UX&UI / 2018
Co-designing a Conversational User Interface for Refugees and Migrants
Responsibilities: Project Planning & Management, User Research, Concept Design, UI Design & UX Evaluation
- Users are the best experts regarding their own everyday life
- It is effective when designing for socially marginalized people
- The multicultural nature of refugees and migrants
#Design Process
The Design Process in the ERICS project referring to Sanders, E. B. N. (2003). What people say, do and make. From user-entered to participatory design approaches. In Design and the social social sciences (pg. 21). CRC Press.
#What Users Say & Do
29 migrants participated in an online survey investigating the information needs during social integration.
One refugee and two migrants were observed to understand how they use chatbots to understand the user behavior and their mental model.
- What constitutes an empathic chatbot avatar that is capable of motivating engagement with refugees and immigrants?
- What represents a natural conversation flow between the user and the chatbot in the context of questions answering? How can chatbots smoothly respond to all the requests from users
- How can users be encouraged to build chatbot training data by engaging in natural conversation?
#Co-Design Workshops
Co-design participants were brainstorming personality traits of the chatbot in the co-design workshop.
#Design Outcomes
The visual embodiment of Eike the chatbot
Hierarchy of defined chatbot personalities
The defined conversational flows
#User Experience Evaluation
User testing happened with 17 immigrants in International House Helsinki, an effort to help immigrants start working, and Arffman Consulting, a private institution that mostly holds language and culture lessons for immigrants and refugees.
Data privacy
“It should be able to erase my chat history after closing the chat window to protect my privacy.”
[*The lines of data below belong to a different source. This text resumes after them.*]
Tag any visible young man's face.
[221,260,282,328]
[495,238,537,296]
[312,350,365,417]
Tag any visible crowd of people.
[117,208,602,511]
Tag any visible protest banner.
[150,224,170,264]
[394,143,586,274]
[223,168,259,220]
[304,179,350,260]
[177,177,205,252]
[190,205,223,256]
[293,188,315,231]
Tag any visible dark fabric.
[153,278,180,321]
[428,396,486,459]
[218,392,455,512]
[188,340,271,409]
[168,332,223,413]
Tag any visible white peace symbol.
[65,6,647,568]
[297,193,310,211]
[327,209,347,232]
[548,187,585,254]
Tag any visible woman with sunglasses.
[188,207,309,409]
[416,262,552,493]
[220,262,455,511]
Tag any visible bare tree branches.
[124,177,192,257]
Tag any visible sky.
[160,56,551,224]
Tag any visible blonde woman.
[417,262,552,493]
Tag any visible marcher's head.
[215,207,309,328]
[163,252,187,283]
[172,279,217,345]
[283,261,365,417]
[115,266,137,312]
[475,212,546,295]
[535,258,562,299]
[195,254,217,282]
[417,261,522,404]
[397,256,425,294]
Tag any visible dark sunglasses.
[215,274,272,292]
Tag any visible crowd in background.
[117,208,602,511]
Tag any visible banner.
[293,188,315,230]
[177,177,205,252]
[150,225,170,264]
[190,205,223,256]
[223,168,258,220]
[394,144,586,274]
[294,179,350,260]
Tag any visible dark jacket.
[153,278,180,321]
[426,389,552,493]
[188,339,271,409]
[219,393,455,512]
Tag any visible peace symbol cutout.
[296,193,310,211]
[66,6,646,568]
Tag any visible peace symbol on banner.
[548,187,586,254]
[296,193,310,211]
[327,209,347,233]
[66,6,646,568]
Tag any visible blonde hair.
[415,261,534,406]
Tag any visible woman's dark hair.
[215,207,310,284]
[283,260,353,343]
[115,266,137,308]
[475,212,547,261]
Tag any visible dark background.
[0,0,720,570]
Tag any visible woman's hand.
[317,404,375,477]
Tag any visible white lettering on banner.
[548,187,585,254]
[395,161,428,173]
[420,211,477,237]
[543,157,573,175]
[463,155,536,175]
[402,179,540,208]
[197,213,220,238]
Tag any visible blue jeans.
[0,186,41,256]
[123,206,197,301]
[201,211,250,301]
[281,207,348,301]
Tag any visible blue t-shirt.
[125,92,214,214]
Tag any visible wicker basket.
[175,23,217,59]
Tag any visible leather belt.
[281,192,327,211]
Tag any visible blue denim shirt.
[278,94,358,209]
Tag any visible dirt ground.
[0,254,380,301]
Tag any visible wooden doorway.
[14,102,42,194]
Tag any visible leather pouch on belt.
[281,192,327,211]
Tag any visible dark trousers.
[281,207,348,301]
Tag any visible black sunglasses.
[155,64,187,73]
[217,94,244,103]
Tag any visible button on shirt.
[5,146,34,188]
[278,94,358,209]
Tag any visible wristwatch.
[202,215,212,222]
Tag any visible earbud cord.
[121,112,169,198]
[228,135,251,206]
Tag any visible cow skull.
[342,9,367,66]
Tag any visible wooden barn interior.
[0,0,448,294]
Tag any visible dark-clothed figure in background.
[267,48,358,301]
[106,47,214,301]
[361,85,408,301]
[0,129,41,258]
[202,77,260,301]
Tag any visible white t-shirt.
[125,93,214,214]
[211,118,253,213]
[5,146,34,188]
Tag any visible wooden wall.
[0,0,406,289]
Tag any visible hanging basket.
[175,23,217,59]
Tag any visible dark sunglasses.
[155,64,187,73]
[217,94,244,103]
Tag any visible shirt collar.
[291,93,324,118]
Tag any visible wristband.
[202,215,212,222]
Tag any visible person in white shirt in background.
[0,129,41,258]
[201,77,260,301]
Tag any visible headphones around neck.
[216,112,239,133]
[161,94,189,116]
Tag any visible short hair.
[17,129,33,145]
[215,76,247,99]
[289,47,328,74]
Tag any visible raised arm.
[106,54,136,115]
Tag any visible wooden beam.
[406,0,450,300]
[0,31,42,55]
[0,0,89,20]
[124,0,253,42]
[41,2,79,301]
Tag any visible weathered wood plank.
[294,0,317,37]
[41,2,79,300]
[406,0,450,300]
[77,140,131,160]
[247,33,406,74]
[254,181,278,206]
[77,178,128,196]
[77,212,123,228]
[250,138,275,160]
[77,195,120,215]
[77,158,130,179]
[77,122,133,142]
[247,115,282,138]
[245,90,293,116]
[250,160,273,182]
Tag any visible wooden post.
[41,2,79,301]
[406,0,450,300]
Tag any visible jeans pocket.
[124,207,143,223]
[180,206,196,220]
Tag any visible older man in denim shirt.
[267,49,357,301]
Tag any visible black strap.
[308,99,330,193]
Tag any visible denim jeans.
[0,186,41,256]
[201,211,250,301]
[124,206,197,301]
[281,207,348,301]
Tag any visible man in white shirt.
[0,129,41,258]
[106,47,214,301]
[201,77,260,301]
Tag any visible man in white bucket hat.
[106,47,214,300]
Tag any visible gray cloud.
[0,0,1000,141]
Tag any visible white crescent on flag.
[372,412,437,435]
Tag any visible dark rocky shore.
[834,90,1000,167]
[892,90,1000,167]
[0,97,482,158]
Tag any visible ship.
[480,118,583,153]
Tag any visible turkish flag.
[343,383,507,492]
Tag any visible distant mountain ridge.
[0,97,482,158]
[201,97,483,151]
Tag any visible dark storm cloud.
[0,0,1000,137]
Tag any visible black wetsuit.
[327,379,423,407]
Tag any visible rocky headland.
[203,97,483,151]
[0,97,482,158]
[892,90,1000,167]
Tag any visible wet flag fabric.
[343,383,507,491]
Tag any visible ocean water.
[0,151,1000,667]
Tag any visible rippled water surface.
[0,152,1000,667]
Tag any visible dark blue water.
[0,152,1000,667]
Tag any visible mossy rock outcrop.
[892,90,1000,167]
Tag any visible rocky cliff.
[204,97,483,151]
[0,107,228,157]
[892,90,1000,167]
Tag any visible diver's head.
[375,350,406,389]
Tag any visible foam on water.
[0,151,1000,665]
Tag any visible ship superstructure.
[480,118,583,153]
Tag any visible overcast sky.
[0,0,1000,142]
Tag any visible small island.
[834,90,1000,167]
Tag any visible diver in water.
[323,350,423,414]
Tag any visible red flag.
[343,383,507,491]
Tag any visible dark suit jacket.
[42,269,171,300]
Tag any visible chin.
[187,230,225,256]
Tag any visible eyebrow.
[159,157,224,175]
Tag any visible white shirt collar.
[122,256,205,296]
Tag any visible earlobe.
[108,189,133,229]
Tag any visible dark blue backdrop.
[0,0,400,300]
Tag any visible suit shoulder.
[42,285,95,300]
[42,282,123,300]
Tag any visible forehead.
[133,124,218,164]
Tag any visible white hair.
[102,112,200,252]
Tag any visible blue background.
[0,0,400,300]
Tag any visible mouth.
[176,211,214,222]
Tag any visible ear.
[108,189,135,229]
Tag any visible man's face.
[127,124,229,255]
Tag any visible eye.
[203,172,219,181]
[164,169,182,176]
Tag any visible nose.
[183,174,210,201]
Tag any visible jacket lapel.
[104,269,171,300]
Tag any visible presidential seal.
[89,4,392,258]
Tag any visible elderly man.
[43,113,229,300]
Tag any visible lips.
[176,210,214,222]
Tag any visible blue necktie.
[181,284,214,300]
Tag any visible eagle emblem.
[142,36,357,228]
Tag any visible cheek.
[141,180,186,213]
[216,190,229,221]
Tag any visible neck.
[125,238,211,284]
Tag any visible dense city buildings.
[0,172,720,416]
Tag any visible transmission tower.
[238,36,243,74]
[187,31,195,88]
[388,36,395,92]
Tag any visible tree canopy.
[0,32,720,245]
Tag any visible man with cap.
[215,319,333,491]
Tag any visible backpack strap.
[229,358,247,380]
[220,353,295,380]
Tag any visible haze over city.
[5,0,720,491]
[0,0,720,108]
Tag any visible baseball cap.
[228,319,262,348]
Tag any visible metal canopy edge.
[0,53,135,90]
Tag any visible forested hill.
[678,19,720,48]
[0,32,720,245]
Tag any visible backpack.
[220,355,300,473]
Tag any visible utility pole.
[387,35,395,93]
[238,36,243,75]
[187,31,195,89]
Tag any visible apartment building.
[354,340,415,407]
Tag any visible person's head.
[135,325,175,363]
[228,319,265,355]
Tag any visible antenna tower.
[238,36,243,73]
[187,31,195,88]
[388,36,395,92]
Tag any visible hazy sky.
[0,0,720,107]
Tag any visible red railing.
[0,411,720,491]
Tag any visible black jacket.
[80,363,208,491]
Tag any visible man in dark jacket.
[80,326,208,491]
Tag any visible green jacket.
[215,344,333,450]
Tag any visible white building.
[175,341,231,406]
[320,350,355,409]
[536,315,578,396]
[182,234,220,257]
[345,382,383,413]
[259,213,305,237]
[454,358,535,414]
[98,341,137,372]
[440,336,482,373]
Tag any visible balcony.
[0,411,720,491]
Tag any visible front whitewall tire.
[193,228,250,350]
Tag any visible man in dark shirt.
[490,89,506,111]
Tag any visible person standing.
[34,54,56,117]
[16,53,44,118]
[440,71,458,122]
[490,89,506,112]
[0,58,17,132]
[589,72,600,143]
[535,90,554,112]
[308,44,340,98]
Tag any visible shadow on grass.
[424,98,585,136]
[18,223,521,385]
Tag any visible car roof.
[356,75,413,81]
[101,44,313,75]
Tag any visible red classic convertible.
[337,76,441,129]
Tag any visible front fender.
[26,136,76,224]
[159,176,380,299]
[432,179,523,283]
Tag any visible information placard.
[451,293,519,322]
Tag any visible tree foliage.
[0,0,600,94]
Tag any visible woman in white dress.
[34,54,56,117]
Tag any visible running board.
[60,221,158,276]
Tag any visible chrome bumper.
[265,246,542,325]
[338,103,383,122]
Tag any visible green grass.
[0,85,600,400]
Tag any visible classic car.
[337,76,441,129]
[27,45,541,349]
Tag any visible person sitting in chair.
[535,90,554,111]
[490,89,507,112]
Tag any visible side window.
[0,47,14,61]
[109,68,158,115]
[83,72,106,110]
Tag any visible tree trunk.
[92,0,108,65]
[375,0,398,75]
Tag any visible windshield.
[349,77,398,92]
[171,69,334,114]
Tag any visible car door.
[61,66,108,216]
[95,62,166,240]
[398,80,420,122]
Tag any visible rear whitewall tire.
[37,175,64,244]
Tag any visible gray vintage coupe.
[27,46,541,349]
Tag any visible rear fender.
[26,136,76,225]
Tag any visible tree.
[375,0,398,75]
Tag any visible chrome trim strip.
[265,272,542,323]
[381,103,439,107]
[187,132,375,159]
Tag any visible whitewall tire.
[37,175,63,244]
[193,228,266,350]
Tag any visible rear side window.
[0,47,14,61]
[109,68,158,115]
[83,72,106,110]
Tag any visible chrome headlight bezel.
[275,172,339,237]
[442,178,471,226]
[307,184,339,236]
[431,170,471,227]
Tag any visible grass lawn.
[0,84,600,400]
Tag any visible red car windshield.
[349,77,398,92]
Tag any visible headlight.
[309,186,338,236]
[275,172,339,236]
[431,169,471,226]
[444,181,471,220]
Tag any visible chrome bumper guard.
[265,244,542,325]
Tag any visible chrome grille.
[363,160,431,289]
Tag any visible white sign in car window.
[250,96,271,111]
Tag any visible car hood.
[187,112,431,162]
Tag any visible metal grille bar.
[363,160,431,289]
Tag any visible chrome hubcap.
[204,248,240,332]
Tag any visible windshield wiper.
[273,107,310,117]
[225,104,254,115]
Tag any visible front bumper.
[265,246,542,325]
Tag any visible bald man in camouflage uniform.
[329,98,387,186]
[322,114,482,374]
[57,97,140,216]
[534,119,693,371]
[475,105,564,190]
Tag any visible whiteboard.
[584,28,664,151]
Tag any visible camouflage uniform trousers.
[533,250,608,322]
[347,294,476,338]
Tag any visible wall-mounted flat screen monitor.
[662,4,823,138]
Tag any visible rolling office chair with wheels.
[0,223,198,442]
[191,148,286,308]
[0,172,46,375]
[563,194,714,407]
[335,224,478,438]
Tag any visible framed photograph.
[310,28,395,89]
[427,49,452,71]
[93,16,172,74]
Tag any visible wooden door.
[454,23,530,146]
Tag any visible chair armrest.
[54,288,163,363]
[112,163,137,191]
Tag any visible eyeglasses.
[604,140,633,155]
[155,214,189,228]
Easy, short, and efficient answer delivery
“I think Eike is useless when he asks me to pick an answer and I don’t want to.”
Supportive FAQ
“It would be much easier for me to see some frequently asked questions first.”
Precise intentions for the way-out button
“I wouldn’t use the phrase “Help, I’m stuck!” as it makes me seem stupid”
#What Users Say & Do
Although the frontend developer closely works with the design team and takes part in the co-design activities (mainly in the later phases of co-design where they discuss the availability of the designed interface components and design specifications), there is still some moment of detachment.
Based on the reflection on the ERICS project, I propose an assumption of a co-design process for future research, in which users, designers, and developers jointly create a user-centered shippable solution for software products (e.g., chatbots).